Project 4/Summary NUP98-fusion oncogenes (eg, NUP98-HOXA9, -KDM5A & -NSD1) are associated with several pediatric hematological malignancies (eg, AML; 6-10%; and AEL; 20%) characterized by poor prognosis. All of these oncogenes fuse the N-terminal FG-repeat domain of the nucleoporin NUP98 to chromatin binding domains from a variety of transcriptional and epigenetic regulators (e.g., the histone binding PHD3 domain of KDM5A). Endogenous NUP98 primarily localizes to the nuclear pore complex, with its intrinsically disordered FG-repeat domain (~500 residues) filling the central pore. In contrast, NUP98 fusion oncoproteins (FOs) enter the nucleus, bind to chromatin and cause the formation of numerous, sub-micron sized nuclear puncta. Importantly, these puncta recruit epigenetic and transcriptional regulators to developmental regulatory genes, notably the HOX family, activate aberrant gene expression, and transform hematopoietic cells. Leukemias harboring NUP98 FOs are treated with standard AML-based remission induction therapy, with intensification/transplantation for suboptimally responsive disease, but prognosis is generally poor. Therefore, there is great need for new therapeutic strategies for treatment of NUP98 FO-driven leukemias. While the N- terminal domain of NUP98 FOs is considered undruggable because it is intrinsically disordered, their folded C- terminal domains offer opportunities for therapeutic development. For example, binding of the PHD3 domain within the NUP98-KDM5A FO to di-and tri-methylated lysine 4 of Histone 3 (H3K4-Me2/3) is required for rewiring of the epigenetic state of hematopoietic cells and their transformation. Further, deletion of the HOXA9 DNA binding domain from the NUP98-HOXA9 FO alters nuclear puncta formation and prevents cell transformation. Thus, therapeutic strategies targeting the interactions of these folded domains with chromatin have potential to inhibit cell transformation by NUP98 FOs. Here, we propose to develop small molecules that bind the KDM5A PHD3 domain and inhibit its binding to H3K4-Me2/3 (Aims 1 & 2). We further propose to adapt PHD3 domain binders and inhibitors using the PROTAC (PROteolysis-TArgeting Chimaera) strategy to induce degradation of NUP98-KDM5A in cells (Aim 2). The inhibitors and PROTACs we develop will be tested against murine and human cellular models, and in vivo murine models of NUP98-KDM5A-driven AML.

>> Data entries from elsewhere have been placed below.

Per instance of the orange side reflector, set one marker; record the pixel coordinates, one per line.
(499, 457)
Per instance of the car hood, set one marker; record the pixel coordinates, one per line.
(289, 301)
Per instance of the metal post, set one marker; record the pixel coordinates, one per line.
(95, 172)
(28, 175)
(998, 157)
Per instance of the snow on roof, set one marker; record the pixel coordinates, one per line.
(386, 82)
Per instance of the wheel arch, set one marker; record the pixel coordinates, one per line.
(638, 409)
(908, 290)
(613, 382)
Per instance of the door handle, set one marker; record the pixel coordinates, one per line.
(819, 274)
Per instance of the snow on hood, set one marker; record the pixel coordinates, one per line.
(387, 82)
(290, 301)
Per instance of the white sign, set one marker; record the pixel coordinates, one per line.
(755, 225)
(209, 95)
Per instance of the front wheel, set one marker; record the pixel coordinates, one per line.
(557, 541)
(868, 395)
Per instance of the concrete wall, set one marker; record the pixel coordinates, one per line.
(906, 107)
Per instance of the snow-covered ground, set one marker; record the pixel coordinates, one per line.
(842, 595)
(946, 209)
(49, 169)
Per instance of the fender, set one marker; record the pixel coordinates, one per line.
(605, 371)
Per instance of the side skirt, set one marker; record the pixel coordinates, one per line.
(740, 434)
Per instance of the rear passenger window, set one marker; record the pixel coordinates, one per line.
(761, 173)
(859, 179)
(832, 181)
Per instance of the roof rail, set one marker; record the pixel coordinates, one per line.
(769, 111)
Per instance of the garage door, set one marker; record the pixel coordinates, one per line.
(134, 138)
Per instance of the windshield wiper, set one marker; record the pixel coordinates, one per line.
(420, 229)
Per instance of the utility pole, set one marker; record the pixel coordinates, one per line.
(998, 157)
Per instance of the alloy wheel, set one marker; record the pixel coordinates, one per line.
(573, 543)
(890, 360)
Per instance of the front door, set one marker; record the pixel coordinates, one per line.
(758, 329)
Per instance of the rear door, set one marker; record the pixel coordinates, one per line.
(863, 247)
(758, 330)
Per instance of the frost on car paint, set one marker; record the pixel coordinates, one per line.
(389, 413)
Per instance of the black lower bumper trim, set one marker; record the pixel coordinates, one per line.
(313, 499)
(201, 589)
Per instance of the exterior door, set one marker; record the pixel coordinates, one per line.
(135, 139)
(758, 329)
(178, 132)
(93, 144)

项目4/总结 NUP98-融合癌基因（例如，NUP98-HOXA9、-KDM5A 和 -NSD1）与多种儿科疾病相关 血液系统恶性肿瘤（例如，AML；6-10%；和 AEL；20%）的特征是预后不良。所有这些 癌基因将核孔蛋白 NUP98 的 N 端 FG 重复结构域融合到染色质结合结构域 来自多种转录和表观遗传调节因子（例如 KDM5A 的组蛋白结合 PHD3 结构域）。 内源性 NUP98 主要定位于核孔复合体，其 FG 重复序列本质上无序 结构域（约 500 个残基）填充中心孔。相比之下，NUP98 融合癌蛋白 (FO) 进入 核，与染色质结合并导致形成许多亚微米大小的核斑点。 重要的是，这些斑点将表观遗传和转录调节因子招募到发育调节基因中， 尤其是 HOX 家族，激活异常基因表达并转化造血细胞。白血病 携带 NUP98 FO 的患者接受标准的基于 AML 的缓解诱导疗法，其中 针对反应欠佳的疾病进行强化/移植，但预后通常较差。所以， 非常需要新的治疗策略来治疗 NUP98 FO 驱动的白血病。而 N- NUP98 FO 的末端结构域被认为是不可成药的，因为它本质上是无序的，它们的折叠 C- 末端结构域为治疗开发提供了机会。例如，PHD3域的结合 NUP98-KDM5A FO 内需要将组蛋白 3 (H3K4-Me2/3) 的二甲基化和三甲基化赖氨酸 4 造血细胞表观遗传状态的重新布线及其转化。此外，HOXA9的删除 NUP98-HOXA9 FO 的 DNA 结合域改变核点形成并阻止细胞 转变。因此，针对这些折叠结构域与染色质相互作用的治疗策略 具有抑制 NUP98 FO 细胞转化的潜力。在这里，我们建议开发小分子 结合 KDM5A PHD3 结构域并抑制其与 H3K4-Me2/3 的结合（目标 1 和 2）。我们进一步建议 使用 PROTAC（蛋白水解-目标嵌合体）策略调整 PHD3 结构域结合物和抑制剂 诱导细胞中 NUP98-KDM5A 的降解（目标 2）。我们开发的抑制剂和 PROTAC 将接受测试 针对小鼠和人类细胞模型，以及 NUP98-KDM5A 驱动的 AML 的体内小鼠模型。